There was a mass shooting at Brown University, with a connection to a different attack involving an MIT professor just two days later last month.
On December 13th, a mass shooting at Brown University shocked the people across the country when a gunman entered an auditorium, during a study session, killing two students and injuring nine others.
During final exams week at Brown, the gunman entered the Barus engineering building and unleashed chaos. The attack was one of the deadliest in Rhode Island history and rattled the Brown community.
Just two days later, 47-year-old MIT Physics professor Nuno F.G. Loureiro was found shot to death in his home in Brookline, an immediate suburb of Boston.
Law enforcement pieced together the timeline and evidence connecting the two shootings through vehicle tracking, surveillance footage, witness tips, and forensic links between the firearms used. This confirmed that the same individual was most likely responsible for both acts of violence. They determined the shooter was Cláudio Manuel Neves Valente, a 48-year-old Portuguese national and former Brown University graduate student. He was later found dead in a New Hampshire storage unit as a suspected suicide.

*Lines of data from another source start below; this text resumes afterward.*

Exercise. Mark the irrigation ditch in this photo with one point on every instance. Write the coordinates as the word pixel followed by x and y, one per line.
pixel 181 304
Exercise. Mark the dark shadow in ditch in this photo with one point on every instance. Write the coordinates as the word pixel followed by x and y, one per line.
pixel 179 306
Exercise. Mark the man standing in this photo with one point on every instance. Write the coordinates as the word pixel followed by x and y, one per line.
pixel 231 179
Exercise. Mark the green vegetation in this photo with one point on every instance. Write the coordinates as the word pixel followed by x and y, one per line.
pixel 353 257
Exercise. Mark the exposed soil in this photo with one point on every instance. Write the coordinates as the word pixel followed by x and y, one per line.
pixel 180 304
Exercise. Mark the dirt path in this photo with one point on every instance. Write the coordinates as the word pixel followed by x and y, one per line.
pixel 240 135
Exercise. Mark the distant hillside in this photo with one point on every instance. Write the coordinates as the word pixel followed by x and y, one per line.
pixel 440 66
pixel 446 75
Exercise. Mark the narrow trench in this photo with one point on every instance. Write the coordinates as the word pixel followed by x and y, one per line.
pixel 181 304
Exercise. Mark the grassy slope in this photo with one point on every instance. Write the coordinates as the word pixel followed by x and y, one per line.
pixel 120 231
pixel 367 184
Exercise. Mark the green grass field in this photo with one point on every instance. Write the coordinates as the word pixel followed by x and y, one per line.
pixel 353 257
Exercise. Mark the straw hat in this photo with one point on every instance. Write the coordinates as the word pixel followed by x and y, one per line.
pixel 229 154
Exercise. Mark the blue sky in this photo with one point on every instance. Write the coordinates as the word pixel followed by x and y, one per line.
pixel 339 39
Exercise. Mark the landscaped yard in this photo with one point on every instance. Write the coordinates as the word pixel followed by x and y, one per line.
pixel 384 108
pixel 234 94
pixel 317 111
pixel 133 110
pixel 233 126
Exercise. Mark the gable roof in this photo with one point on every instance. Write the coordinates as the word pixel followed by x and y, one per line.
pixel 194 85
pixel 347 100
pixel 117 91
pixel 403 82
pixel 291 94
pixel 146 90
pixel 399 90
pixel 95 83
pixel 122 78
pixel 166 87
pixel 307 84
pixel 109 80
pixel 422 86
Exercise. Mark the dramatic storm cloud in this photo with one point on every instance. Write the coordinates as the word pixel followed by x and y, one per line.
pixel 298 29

Investigators say Valente planned the Brown attack for years and later targeted the MIT professor, whom he had known from academic programs in Portugal. Valente recorded a confession inside a storage unit he rented in Salem, New Hampshire, in the hours before taking his own life. In one of these, Valente said, “I am not going to apologize, because during my lifetime no one sincerely apologized to me.”
The shootings prompted widespread shock and mourning on both campuses and beyond. Brown and MIT communities held vigils and memorials for the victims, and universities reviewed security policies in response to concerns about campus safety.